While many industry groups support tighter trade policies vis-à-vis China, they’ve been overwhelmingly critical of Trump’s use of tariffs to drive these negotiations and lamented the uncertainty caused by the back-and-forth talks with Beijing. American Apparel and Footwear Association president and CEO Rick Helfenbein has called Trump’s approach “a 1930s trade strategy that will be a disaster for American consumers, American businesses and the American economy.”
Since 70% of America’s shoes are imported from China, footwear trade groups, brands and retailers — including Nike, Crocs, Marc Fisher and DSW — have been outspoken opponents of the trade war, calling them in an August open letter “hidden taxes paid by American individuals and families.”

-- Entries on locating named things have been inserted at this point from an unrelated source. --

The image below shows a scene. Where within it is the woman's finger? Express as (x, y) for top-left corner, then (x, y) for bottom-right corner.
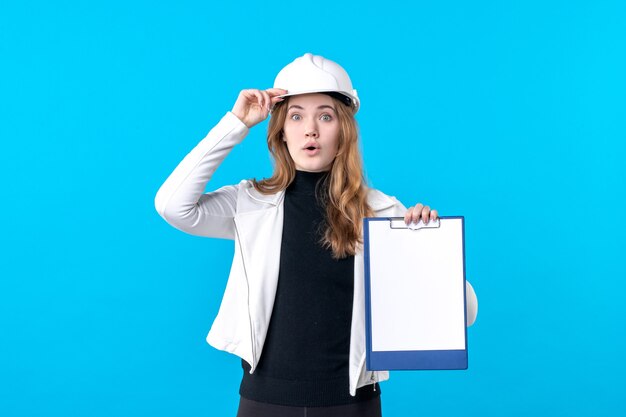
(265, 88), (287, 97)
(411, 203), (424, 223)
(404, 207), (413, 225)
(260, 91), (272, 113)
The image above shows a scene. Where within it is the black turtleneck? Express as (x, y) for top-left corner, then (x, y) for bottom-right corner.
(239, 171), (380, 407)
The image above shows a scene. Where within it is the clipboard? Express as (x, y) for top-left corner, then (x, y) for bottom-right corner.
(363, 216), (467, 371)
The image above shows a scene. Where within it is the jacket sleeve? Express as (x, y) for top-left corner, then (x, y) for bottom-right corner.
(154, 112), (248, 239)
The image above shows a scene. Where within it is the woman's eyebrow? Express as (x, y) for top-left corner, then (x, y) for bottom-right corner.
(287, 104), (337, 113)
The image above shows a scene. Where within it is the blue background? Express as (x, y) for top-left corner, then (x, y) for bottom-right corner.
(0, 1), (626, 417)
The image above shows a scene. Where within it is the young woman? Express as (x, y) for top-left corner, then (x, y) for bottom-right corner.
(155, 54), (477, 417)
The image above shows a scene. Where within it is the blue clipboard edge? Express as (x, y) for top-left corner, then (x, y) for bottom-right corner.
(363, 216), (468, 371)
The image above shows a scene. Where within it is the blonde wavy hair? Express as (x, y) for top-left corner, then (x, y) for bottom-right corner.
(252, 97), (372, 259)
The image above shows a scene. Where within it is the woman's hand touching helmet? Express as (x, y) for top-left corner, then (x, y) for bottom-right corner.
(232, 88), (287, 128)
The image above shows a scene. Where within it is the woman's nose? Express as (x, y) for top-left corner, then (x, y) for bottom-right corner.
(304, 123), (318, 138)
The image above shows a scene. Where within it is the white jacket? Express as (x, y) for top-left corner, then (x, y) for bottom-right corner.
(155, 112), (478, 395)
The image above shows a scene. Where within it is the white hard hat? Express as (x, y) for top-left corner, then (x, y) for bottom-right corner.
(274, 53), (360, 113)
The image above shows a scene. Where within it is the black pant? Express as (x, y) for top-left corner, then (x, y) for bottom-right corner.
(237, 396), (382, 417)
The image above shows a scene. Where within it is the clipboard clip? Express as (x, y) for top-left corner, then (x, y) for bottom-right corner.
(389, 217), (441, 230)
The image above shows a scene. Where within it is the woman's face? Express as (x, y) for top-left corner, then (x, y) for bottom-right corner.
(283, 94), (339, 172)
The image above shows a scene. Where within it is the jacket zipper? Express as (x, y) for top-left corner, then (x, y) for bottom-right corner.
(233, 219), (256, 372)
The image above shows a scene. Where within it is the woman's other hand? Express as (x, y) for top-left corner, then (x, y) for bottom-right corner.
(404, 203), (439, 225)
(231, 88), (287, 128)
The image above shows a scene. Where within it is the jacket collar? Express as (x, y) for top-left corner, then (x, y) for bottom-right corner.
(246, 185), (395, 212)
(246, 183), (285, 206)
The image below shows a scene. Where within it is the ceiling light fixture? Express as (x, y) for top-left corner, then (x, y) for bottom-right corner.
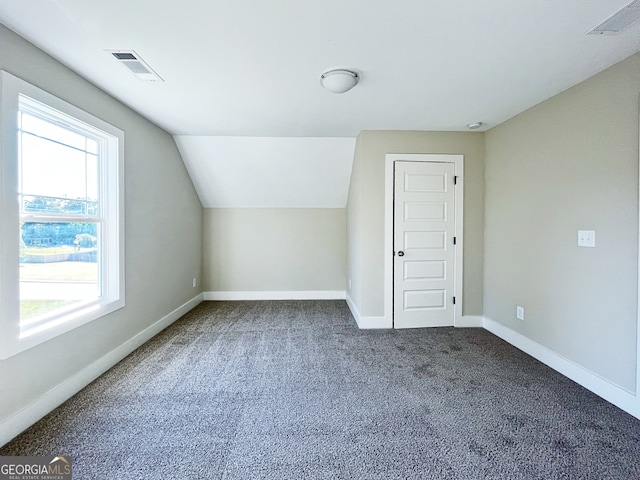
(320, 68), (360, 93)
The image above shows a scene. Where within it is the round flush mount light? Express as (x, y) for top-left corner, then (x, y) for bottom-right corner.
(320, 69), (360, 93)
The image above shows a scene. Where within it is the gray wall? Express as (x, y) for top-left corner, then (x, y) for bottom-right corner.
(347, 131), (485, 317)
(484, 54), (640, 392)
(203, 208), (347, 292)
(0, 26), (202, 432)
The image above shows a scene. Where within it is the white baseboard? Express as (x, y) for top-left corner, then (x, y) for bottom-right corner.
(345, 293), (393, 330)
(0, 294), (202, 446)
(204, 290), (345, 301)
(454, 315), (484, 328)
(483, 317), (640, 418)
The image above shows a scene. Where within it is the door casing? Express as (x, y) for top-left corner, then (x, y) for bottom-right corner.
(384, 153), (464, 328)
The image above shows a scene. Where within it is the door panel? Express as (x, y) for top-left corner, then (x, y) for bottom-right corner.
(393, 161), (455, 328)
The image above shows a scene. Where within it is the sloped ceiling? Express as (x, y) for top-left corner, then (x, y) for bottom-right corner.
(175, 135), (355, 208)
(0, 0), (640, 206)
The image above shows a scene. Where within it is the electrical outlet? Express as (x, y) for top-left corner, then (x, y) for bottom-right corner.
(578, 230), (596, 247)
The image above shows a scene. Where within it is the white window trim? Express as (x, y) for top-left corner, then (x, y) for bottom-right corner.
(0, 71), (125, 359)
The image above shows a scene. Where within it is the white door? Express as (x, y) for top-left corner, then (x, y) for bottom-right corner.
(393, 161), (455, 328)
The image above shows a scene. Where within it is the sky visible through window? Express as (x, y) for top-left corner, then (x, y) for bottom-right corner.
(19, 112), (100, 324)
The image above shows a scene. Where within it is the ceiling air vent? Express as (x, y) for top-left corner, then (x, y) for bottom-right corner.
(106, 50), (164, 82)
(587, 0), (640, 35)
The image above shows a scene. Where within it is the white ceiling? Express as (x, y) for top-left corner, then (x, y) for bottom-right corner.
(175, 135), (355, 208)
(0, 0), (640, 206)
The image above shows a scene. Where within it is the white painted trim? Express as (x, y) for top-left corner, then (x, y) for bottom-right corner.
(345, 293), (393, 330)
(454, 315), (484, 328)
(204, 290), (346, 301)
(0, 294), (203, 446)
(384, 153), (464, 328)
(483, 317), (640, 418)
(635, 102), (640, 417)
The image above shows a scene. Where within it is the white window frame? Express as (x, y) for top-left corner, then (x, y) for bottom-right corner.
(0, 71), (125, 359)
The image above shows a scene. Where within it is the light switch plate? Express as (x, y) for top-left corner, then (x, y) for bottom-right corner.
(578, 230), (596, 247)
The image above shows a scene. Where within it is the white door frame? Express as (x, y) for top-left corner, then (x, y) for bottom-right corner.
(384, 153), (465, 328)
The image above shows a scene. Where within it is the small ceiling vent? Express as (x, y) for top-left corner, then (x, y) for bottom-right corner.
(106, 50), (164, 82)
(587, 0), (640, 35)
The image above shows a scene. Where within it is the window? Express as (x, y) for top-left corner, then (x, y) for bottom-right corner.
(0, 72), (124, 358)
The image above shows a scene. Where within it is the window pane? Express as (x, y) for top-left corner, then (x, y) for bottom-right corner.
(87, 154), (99, 202)
(21, 113), (86, 150)
(20, 133), (87, 200)
(20, 222), (100, 323)
(21, 195), (98, 215)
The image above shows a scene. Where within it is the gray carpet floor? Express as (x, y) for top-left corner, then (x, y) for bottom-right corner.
(0, 301), (640, 480)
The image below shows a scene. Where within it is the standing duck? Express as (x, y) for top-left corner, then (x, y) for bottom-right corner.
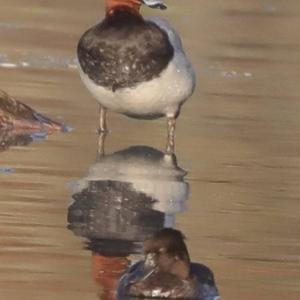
(77, 0), (195, 153)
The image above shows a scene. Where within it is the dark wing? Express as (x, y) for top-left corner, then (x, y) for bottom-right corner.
(77, 14), (174, 91)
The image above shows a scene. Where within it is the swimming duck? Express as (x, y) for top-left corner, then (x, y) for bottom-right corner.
(77, 0), (195, 152)
(0, 90), (65, 134)
(117, 228), (220, 300)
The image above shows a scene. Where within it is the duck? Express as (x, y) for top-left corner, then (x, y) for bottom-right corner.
(117, 228), (220, 300)
(0, 90), (66, 131)
(77, 0), (196, 153)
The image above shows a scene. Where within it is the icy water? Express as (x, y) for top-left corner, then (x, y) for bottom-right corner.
(0, 0), (300, 300)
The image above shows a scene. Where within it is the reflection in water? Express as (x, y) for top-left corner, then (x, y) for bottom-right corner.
(68, 146), (189, 299)
(117, 228), (219, 300)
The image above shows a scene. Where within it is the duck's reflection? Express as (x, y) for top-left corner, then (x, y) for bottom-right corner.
(68, 146), (189, 299)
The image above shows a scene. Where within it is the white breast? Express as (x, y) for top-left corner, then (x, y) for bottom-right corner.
(79, 18), (195, 117)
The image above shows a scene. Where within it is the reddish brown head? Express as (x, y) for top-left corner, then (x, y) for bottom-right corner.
(105, 0), (167, 15)
(106, 0), (142, 14)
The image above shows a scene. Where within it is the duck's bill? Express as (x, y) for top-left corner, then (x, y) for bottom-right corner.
(142, 0), (167, 9)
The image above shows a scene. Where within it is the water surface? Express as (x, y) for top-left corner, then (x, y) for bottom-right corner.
(0, 0), (300, 300)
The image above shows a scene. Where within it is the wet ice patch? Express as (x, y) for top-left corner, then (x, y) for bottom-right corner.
(208, 66), (253, 79)
(0, 53), (77, 69)
(30, 132), (48, 142)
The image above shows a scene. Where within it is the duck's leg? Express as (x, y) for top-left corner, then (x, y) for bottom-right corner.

“It is clear that many of the Administration’s tariff actions over the past two years have had significant collateral effects on domestic prices and have led to extensive retaliation against our exports,” wrote the newly formed Tariff Reform Coalition this week. “We do not believe Congress was sufficiently apprised of these effects. Potential further harm from measures currently under consideration by the administration and the resulting retaliation by trading partners could have even more sweeping effects throughout the economy.”